Glenmont named a ‘must-see building’

Glenmont

WEST ORANGE, NJ — Last month, USA Today published a list compiled by the magazine and American Institute of Architects of New Jersey’s 25 must-see buildings. Thomas Alva Edison’s West Orange estate, Glenmont, made the cut and was included on this distinguished list.

“It is fitting that America’s greatest inventor of mass-produced technology should reside in a house designed by Henry Hudson Holly, AIA, one of America’s most successful purveyors of mail-order house plans,” USA Today wrote of the Edison estate. “Glenmont is a handsome Queen Anne house in Llewellyn Park, thought to be America’s first planned residential community. Edison purchased the house in 1886 and adapted it for his blended family when he moved his ‘Invention Factory’ to West Orange.

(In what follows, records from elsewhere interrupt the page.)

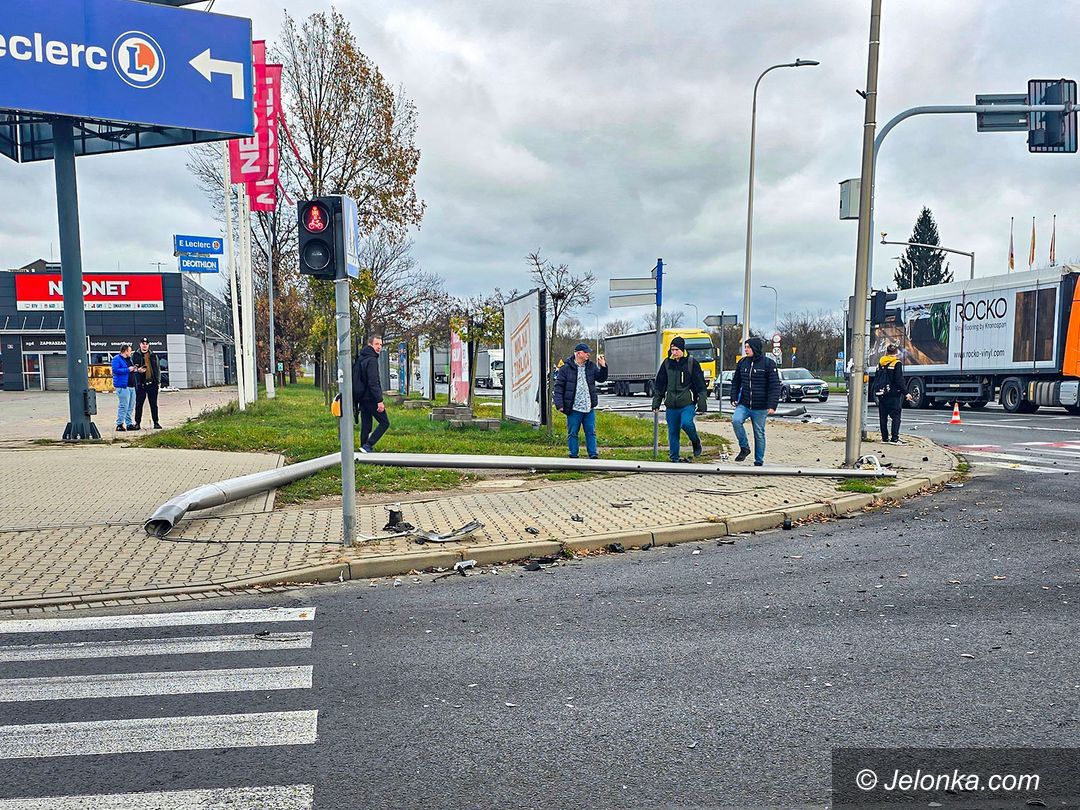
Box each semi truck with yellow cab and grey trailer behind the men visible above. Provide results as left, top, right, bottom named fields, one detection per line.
left=604, top=329, right=716, bottom=396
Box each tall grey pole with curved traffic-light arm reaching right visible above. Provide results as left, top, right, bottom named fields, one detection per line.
left=843, top=91, right=1080, bottom=467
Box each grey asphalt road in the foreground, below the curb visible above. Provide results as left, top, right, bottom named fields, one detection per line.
left=0, top=469, right=1080, bottom=810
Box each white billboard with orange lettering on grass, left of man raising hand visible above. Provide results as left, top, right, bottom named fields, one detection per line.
left=502, top=289, right=545, bottom=424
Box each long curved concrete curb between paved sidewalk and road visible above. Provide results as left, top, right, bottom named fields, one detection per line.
left=0, top=448, right=958, bottom=611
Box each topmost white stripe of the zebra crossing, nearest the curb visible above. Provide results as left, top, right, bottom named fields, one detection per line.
left=0, top=607, right=315, bottom=634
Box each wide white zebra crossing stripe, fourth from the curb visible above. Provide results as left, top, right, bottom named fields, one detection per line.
left=0, top=710, right=319, bottom=759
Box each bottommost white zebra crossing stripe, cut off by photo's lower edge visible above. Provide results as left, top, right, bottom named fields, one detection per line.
left=0, top=785, right=315, bottom=810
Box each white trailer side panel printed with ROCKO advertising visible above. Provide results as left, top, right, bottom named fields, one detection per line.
left=870, top=271, right=1061, bottom=374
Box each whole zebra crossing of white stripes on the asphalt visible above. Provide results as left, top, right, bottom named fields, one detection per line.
left=0, top=607, right=319, bottom=810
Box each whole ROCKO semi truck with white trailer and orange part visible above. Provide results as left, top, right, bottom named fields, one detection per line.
left=867, top=265, right=1080, bottom=415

Constructed in 1880-1882 for Henry C. Pedder, an executive with the Arnold Constable department stores, Glenmont sat empty and completely furnished following the revelation that Pedder had built it with embezzled funds. Shortly after purchasing the estate, Edison married Mina Miller, the daughter of Lewis Miller, a prominent Methodist businessman and co-founder of the Chautauqua movement. Thereafter the house became associated with Edison’s second family, much to the chagrin of the children from his troubled first marriage. A notorious workaholic, Edison spent relatively little time there even during the last decades of his long life, often falling asleep at his desk at the factory. Glenmont is now part of the Edison National Historic Site operated by the National Park Service.”